What the order code actually is
The ABB ACS800-DEMAG-01-0009-3+E200+0J400+N672+R720 is a configured ACS800-DEMAG series drive built off the standard ACS800 platform. It carries four factory option codes — E200, 0J400, N672, R720 — that are part of the identity and not field-installable alternatives, and it sits in the Motor Drives line under Motors & Motor Controls. On the bench, the unit weighs 8.28 kgs. That is a single-person lift for a service tech and worth knowing for the panel layout, but it is not the parameter that decides fit for a Demag hoist or crane retrofit — the option string and the firmware revision are what make this drive a match for a specific existing cabinet.
Where the ACS800-DEMAG fits in a panel
ACS800-DEMAG variants were specified into Demag crane and hoist control panels as a matched drive-and-controller solution, so a replacement order needs the full suffix string — E200, 0J400, N672, R720 — carried over from the nameplate of the unit being swapped. Dropping any of those codes changes the I/O map, the brake-control timing, or the fieldbus profile the Demag application macro expects. For a panel builder pulling a spare, the right move is to confirm the application macro and firmware version match the drive being replaced, not just the frame size. A near-identical ACS800 with a different option tail will power up on the same motor but will not behave the same at the brake-release or speed-reference stages, and that is the failure mode that gets flagged back to purchasing.

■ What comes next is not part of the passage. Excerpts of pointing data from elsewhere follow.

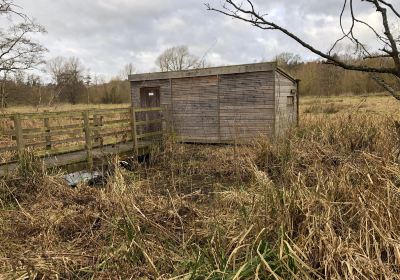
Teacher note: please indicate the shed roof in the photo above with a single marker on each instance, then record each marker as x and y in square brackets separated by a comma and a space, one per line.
[223, 70]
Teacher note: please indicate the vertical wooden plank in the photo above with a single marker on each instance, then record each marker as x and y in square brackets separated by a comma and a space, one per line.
[88, 138]
[19, 137]
[171, 114]
[48, 132]
[219, 108]
[298, 101]
[134, 131]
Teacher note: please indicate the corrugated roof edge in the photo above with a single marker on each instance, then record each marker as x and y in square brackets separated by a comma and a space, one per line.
[223, 70]
[286, 74]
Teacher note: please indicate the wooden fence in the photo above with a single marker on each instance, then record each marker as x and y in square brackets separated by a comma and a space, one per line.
[51, 134]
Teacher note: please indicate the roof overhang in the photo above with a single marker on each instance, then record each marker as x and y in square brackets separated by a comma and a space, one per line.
[213, 71]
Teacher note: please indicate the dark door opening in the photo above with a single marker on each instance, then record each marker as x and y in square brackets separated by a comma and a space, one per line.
[150, 98]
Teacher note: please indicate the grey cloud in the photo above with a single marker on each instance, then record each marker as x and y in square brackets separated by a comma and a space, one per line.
[106, 34]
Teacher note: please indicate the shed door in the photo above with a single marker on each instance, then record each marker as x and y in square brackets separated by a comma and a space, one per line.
[150, 98]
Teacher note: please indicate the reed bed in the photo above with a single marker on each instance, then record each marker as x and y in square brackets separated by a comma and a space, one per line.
[321, 203]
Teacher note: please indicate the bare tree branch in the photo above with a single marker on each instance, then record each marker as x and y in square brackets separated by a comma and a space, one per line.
[246, 11]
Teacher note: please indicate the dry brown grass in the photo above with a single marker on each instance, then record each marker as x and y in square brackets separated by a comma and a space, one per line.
[322, 203]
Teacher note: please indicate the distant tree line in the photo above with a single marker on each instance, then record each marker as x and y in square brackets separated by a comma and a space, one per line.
[71, 82]
[324, 79]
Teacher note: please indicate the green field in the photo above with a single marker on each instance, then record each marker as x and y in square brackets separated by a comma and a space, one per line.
[320, 203]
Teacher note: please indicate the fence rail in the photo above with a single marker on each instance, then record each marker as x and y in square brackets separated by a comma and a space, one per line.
[51, 134]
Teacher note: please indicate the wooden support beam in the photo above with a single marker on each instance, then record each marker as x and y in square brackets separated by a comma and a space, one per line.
[134, 131]
[19, 137]
[88, 139]
[46, 122]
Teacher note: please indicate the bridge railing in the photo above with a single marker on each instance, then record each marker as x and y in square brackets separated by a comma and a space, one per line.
[54, 133]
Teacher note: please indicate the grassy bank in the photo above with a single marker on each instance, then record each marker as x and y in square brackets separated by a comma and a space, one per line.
[321, 203]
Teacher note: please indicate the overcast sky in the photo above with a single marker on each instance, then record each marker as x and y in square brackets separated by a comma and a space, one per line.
[107, 34]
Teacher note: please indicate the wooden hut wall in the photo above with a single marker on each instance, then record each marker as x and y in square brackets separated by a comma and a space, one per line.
[195, 108]
[286, 102]
[246, 105]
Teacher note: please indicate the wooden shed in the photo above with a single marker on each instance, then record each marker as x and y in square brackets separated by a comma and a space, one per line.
[220, 104]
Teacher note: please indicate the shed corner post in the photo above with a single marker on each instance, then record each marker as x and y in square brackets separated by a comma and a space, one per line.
[134, 130]
[19, 137]
[88, 138]
[298, 101]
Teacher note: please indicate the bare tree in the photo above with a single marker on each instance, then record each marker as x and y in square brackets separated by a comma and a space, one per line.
[68, 77]
[389, 41]
[18, 51]
[288, 59]
[128, 69]
[178, 58]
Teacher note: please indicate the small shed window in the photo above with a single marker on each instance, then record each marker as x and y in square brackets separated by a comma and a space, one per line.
[290, 100]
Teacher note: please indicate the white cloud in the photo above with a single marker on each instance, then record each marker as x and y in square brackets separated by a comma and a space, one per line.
[106, 34]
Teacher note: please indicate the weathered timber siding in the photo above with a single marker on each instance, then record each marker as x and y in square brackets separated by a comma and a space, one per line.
[246, 105]
[195, 108]
[226, 107]
[286, 115]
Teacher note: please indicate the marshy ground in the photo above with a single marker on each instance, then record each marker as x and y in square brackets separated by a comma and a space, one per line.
[321, 203]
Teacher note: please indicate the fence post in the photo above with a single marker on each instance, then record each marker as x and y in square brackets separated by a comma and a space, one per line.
[88, 138]
[48, 132]
[134, 131]
[19, 136]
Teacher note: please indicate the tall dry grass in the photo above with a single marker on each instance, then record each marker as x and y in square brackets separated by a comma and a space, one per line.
[321, 203]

Sourcing the exact configured string
Because the full order code ACS800-DEMAG-01-0009-3+E200+0J400+N672+R720 is the identity, the RFQ has to carry all four plus-codes on the line. Specifying it that way into the BOM keeps the replacement qualified against the Demag application it was originally built for. For a packaging or materials-handling OEM running this drive on a bill of materials, the prudent sourcing stance is to quote the configured string to order through the independent channel rather than substitute on frame size alone, because an option mismatch surfaces as a commissioning failure on the hoist or travel axis, not as a simple no-start. The 8.28 kgs figure is a handling fact for the MRO shelf, not a reason to pick a different frame.